The blaze has charred 4,367 acres and was 20% contained as of Wednesday morning, but fire officials say the containment area is likely to grow with additional rain in the forecast. The storm is expected to dump 1 to 2 inches of rain in the coast and valleys and up to 3 inches in the foothills and lower mountain elevations before subsiding Friday, according to the National Weather Service.
Fire crews are still working to extinguish some stubborn smoldering hot spots. But thousands of people who fled their neighborhoods as the fire approached were allowed to return to their homes before noon Wednesday, just in time to make their Thanksgiving preparations, said Mike Eliason, a Santa Barbara County Fire Department spokesman.

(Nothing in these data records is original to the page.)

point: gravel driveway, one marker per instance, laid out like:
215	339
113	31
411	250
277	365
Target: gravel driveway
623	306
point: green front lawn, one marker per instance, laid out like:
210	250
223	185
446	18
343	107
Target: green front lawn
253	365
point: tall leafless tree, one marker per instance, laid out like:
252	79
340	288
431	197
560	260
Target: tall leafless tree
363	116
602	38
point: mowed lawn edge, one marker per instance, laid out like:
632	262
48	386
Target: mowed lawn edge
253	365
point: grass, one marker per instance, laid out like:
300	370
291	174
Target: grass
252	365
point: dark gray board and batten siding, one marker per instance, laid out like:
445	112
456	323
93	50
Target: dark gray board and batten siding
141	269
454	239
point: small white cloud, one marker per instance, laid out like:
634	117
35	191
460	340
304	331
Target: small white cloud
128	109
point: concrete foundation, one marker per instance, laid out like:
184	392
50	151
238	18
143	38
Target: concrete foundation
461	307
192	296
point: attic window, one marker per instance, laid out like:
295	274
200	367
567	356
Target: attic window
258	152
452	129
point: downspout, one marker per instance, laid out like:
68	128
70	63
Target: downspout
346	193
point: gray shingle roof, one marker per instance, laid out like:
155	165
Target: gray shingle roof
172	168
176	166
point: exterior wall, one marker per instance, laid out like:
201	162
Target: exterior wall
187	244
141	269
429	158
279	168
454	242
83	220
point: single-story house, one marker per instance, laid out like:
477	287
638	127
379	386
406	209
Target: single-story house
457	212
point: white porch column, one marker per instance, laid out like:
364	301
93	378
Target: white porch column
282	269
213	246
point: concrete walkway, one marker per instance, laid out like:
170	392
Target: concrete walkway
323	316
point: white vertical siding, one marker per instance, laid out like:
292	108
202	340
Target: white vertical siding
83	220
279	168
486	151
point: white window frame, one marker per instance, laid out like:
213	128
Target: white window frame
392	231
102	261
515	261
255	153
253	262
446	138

The storm will drop snow levels so drastically — down to as low as 2,000 feet by Thursday — that the Cave fire burn area in the Los Padres National Forest might actually receive a dusting, forecasters said.
“Rain is still in the forecast, and the colder overnight storm actually brings a slight chance of snow near the higher elevation of the fire,” Eliason wrote on Twitter. “A sentence I’ll probably never write again.”
However, county fire officials issued a notice shortly after 10 p.m. Tuesday to residents living directly below the burn area in Santa Barbara and Goleta warning of the potential for dangerous debris flows.
Some residents in other parts of Santa Barbara County — including Montecito, which does not fall in the evacuation zone — received emergency alerts late Tuesday warning them about debris flows. Residents in those areas say it quickly resurfaced fears about the devastating mudslide that swept through the affluent coastal community in January 2018.
Twenty-three people died and at least 130 homes were destroyed when the river of mud and rock flowed through Montecito during a rainstorm after the Thomas fire. After that, a Times investigation found that government officials did not heed decades-old warnings to build bigger basins that could have made the mudslide far less catastrophic — and that Santa Barbara County failed to thoroughly empty the existing basins before the disaster, drastically reducing their capacity to trap debris.
“We’re not greatly concerned about debris flows in burn areas at this point,” said Andrew Rorke, a senior forecaster with the National Weather Service in Oxnard.
However, Rorke noted that conditions could change quickly if a strong cell or thunderstorm makes its way over a burn scar and lingers. “That would be the biggest threat to the burn area, but the odds of one hitting are very low,” he said.
When hills are verdant and healthy, vegetation can anchor the soil, even during heavy storms. But when the protective blanket of vegetation is burned off, hillsides become vulnerable to erosion, and slopes can come crashing down in a torrent of mud, rocks and dead branches, destroying homes.
Late Tuesday, television footage from Santa Barbara showed construction crews clearing dirt from debris basins. While evacuation warnings were lifted in the region Wednesday morning, officials urged residents to remain vigilant.
“If you feel uncomfortable or unsafe at any time, do not wait, leave the area and move outside the fire evacuation order and debris flow evacuation warning area,” the county wrote in a notice. “If you live or are near creeks and streams, be aware that waterways may experience high flows and can rise quickly.”